Les Calabrais sont donc devenus des Piémontais ?

En quelques sorte. D'autant plus que les Calabrais de l'époque ne savaient même pas ce qu'était l'Italie. Et les «Piémontais » de l'époque ne considéraient pas les Calabrais comme des Italiens. Quant on est confronté quotidiennement  à  des problèmes de subsistance on ne s'inquiète pas tellement du patriotisme.

Dans un récent article, Roberto Saviano prétend que les étrangers de Rosarno sont les seuls qui s'opposent vraiment à la Mafia. Êtes-vous d'accord avec son analyse ?
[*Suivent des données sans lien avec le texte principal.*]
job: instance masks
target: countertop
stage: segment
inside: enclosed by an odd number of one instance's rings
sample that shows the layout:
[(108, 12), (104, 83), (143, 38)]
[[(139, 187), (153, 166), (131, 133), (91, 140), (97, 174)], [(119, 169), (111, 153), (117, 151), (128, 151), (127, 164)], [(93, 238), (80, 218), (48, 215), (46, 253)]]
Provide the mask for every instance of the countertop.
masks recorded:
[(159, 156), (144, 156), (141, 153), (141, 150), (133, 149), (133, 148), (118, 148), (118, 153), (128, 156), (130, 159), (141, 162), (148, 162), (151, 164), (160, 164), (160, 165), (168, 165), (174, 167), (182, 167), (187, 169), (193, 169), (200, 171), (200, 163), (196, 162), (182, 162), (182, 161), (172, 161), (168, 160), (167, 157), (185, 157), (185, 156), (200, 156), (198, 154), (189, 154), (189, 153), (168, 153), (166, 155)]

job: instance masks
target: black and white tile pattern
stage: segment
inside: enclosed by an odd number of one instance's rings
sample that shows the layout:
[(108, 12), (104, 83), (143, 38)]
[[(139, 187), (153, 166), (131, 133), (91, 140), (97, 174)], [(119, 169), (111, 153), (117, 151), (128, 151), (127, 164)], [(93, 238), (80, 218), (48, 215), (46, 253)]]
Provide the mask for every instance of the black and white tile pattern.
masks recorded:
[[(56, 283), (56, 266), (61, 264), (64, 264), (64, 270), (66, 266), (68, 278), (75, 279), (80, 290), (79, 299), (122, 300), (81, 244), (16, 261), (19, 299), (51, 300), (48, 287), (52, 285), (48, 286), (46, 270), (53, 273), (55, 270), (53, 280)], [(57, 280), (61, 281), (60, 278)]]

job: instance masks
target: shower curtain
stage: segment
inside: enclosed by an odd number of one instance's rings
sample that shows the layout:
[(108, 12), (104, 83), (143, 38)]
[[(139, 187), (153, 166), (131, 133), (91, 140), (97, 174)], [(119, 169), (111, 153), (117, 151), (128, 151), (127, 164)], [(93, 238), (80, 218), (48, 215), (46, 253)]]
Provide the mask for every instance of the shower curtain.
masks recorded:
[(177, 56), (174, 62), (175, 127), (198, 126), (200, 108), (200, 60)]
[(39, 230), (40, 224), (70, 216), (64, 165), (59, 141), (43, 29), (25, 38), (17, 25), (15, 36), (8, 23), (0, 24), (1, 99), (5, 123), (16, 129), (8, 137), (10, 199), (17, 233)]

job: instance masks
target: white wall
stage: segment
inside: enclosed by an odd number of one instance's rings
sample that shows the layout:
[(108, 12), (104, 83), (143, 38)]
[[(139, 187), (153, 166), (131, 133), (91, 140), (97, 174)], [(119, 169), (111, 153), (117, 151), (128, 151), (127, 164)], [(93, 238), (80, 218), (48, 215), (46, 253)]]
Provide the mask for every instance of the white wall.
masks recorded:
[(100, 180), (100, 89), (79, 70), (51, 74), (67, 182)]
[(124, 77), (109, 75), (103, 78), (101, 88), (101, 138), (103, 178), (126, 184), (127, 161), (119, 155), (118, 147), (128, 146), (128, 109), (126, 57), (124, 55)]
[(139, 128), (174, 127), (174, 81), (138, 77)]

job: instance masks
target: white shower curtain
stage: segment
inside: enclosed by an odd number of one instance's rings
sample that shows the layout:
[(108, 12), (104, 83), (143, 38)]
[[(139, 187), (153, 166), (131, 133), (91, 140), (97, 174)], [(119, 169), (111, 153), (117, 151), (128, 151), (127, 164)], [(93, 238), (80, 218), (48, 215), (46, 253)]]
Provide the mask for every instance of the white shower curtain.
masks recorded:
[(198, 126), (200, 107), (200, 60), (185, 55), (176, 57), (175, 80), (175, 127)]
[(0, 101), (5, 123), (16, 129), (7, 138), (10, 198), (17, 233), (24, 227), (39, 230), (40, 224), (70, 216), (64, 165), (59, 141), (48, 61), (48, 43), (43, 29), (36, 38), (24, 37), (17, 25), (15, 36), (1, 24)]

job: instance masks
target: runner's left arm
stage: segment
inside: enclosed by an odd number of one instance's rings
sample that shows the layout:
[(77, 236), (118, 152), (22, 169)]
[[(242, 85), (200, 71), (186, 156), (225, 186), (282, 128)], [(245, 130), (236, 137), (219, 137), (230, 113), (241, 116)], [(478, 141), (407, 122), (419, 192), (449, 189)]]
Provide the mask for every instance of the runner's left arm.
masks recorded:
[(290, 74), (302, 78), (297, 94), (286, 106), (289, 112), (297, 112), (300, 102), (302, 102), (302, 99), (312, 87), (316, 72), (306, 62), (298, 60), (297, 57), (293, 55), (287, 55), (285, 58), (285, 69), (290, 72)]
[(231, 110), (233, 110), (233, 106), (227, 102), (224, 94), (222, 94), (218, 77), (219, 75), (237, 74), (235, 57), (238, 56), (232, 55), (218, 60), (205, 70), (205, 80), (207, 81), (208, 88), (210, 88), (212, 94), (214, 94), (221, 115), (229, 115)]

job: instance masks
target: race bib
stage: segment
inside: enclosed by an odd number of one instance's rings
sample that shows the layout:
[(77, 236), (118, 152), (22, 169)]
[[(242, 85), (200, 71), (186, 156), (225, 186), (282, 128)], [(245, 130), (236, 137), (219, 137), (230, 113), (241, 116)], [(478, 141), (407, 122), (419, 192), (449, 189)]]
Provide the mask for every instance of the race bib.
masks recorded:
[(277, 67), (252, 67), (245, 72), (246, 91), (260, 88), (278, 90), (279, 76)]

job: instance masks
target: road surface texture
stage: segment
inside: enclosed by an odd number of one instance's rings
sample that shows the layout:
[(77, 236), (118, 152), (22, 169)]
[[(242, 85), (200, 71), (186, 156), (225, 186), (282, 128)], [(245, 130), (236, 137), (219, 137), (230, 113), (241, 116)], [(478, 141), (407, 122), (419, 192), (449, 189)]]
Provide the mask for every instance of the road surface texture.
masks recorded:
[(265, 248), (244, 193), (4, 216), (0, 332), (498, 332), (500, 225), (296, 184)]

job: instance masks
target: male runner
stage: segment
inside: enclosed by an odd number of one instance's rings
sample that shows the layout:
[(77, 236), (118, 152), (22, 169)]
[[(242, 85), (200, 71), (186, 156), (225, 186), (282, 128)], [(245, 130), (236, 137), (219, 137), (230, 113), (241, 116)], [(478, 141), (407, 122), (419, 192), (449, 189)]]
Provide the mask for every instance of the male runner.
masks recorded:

Bien sûr. Mais ils ne sont pas conscients de le faire. Ils ne protestent pas contre la Mafia. C'est leur situation, leurs conditions de vie et de travail qui les opposent « de factu » à la Mafia.

Une dernière question pour moi assez récurrente sur l'état de la littérature italienne. Vous pensez qu'elle est en bonne santé ?

Le monde littéraire italien aujourd'hui est assez fluide. Jusqu'au années 80 la situation était assez bloquée. L'écrivain était une sorte d'oracle, qui parlait de son piédestal. Et les lecteurs l'écoutaient dans un silence religieux. Le milieu littéraire était très fermé, les auteurs étaient presque tous issus de la « bonne société ». Depuis 15 ans l'écrivain italien n'est plus du tout sur un piédestal. Ceci je peux l'affirmer avec certitude. C'est une personne normale qui s'occupe aussi de problèmes de société. Le débat littéraire lancé récemment en Italie par les Wu Ming a eu au moins le mérite de provoquer le débat. Même si ça n'a pas duré longtemps.

Notes

[1] Sous le terme de « questione meridionale » on rassemble tous les maux qui affligent le Sud de l'Italie.

[2] A Rosarno, petit village de la Calabre, des étrangers exploités qui avaient été la cible de plusieurs agressions de la part de la population locale ont manifesté. Il s'en est suivi une véritable chasse aux étrangers de la part de la population locale.